A post from Kevin Drum, Once Again, a New Book Debunks Some History I Never Knew In the First Place,* made me wonder a few things. First, Kevin’s confusion:
Am I befuddled by history? Or by historiography? Or do I need a different word altogether?
Until five minutes ago, before I read this book review, it never would have occurred to me that white women were anything less than full partners with men in the white supremacy of the antebellum South. I have never read anything that even remotely suggests such a thing. And yet, apparently this has been a widely held belief—and not just by the masses, but by practicing historians as well.
Additionally, today I listened to the Extremeley Offline podcast where Zaid Jilani moderated a conversation between Liz Bruenig and Jon Chait, and Jilani talks about some of his confusion and discomfort with the racial dichotomies that have recently emerged in the United States (though our politics are very different it seems we have had the same experiences and reactions in relation to this). For example, all nonwhites are now “people of color,” set against whites. The three present a thesis that a dominant form of conceptualization of the world on the modern Left is between the marginalized and those who are not, and so you have dichotomies. People of color vs. whites. Women vs. men. The queer vs. straight. And, of course, the poor vs. the rich.
Which brings me back to Drum’s observation: as an older white male of a certain generation I don’t think he’s internalized the dichotomous framework intuitively. Within that framework, the idea that white women were oppressed, just like black people, in the South by white men, may lead to the idea that there should be and is natural solidarity among the marginalized. Presumably in a “progressive stack” white males would be on top and black females at the bottom. But white females and black males would be in the middle.
Reality is of course not line with the simplicity of this framework. Men, women, blacks, and whites, do not exist in a simple individualized world where their interactions are all dyadic and governed by heuristics of power. White women are part of families and communities, and during the antebellum South, those families and communities were invested in the institution of slavery. White women reflected, reinforced, and even shaped, some of their subculture’s values. They were subordinates. But they were invested in the system, not simply humans from whom production could be extracted before their expiration.

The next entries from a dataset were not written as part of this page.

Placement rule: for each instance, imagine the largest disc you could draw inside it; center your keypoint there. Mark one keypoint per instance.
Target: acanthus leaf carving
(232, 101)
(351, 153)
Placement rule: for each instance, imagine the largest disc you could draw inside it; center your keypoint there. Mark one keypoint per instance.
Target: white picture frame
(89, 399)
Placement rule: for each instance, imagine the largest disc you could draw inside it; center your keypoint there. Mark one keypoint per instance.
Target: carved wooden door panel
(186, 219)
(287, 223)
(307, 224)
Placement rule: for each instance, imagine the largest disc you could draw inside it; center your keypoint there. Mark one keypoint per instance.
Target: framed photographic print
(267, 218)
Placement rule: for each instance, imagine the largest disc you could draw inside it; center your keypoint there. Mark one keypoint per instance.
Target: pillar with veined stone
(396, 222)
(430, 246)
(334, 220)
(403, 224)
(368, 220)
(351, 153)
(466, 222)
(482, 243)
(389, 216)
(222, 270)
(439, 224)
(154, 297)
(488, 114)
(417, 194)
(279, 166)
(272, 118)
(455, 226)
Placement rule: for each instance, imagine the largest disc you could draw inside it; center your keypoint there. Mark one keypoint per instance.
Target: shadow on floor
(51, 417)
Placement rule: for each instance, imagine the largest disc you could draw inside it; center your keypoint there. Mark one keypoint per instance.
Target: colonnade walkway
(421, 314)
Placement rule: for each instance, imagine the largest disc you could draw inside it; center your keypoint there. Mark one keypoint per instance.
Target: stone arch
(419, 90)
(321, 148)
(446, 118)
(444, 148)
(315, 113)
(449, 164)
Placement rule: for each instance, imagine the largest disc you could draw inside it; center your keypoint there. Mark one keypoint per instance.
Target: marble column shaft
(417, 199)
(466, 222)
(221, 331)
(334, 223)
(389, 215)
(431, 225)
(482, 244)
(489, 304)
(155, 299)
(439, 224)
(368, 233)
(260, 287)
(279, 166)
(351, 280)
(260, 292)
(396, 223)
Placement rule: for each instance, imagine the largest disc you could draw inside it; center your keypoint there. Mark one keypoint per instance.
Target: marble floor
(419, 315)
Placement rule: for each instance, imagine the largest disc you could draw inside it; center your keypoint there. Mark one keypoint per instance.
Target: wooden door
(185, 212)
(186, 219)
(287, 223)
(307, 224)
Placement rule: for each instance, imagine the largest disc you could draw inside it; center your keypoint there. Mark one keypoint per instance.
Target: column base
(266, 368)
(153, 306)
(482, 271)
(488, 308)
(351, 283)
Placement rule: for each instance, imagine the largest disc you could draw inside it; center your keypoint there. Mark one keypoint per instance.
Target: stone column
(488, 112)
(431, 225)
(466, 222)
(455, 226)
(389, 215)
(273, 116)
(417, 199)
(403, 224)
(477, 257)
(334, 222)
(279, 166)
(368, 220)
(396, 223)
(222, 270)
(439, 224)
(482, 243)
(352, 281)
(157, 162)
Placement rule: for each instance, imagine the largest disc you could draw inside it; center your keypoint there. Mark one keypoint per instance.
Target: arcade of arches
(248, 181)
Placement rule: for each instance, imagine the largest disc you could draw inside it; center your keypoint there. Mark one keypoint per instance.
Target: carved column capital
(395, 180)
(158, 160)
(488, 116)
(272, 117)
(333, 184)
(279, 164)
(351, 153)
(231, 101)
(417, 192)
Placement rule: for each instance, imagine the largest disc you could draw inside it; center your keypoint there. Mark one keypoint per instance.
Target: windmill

To illustrate this complexity, consider differences in attitudes toward laws regarding interracial marriage in the United States. The chart above shows responses from the GSS for whites only by year. What you notice is that there is almost no difference between men and women. Doing a logit regression sex does not predict different attitudes at all. Men and women show the same support/opposition to these laws over the years.
But, this does not mean that men and women are the same in their attitudes on a conventional liberal/progressive spectrum. I did a second analysis of attitudes toward gay marriage. Women are consistently less opposed to gay marriage (again I limited the sample to whites). When I did a logit regression sex remained a very significant predictive variable (though less so than education and political ideology).
Basically, when it comes to racial issues men and women do not seem to differ much in their attitude. In some revealed attitudes, such as dating, women seem somewhat more racially conservative than men. But, when it comes to attitudes toward gays and rights for gays, women have generally been somewhat more liberal than men. By your identity some things can be probabilistically inferred, but the direction of the inference may surprise you more often than not.
The moral of the story is than Manichaean ideological frameworks are great for tactical mobilization of coalitions. But they don’t easily reflect a simple calculus of moral attitudes, affinities, and sympathies.
* It’s very rare that one of my posts mentions another blog post on another blog nowadays. Very nostalgic.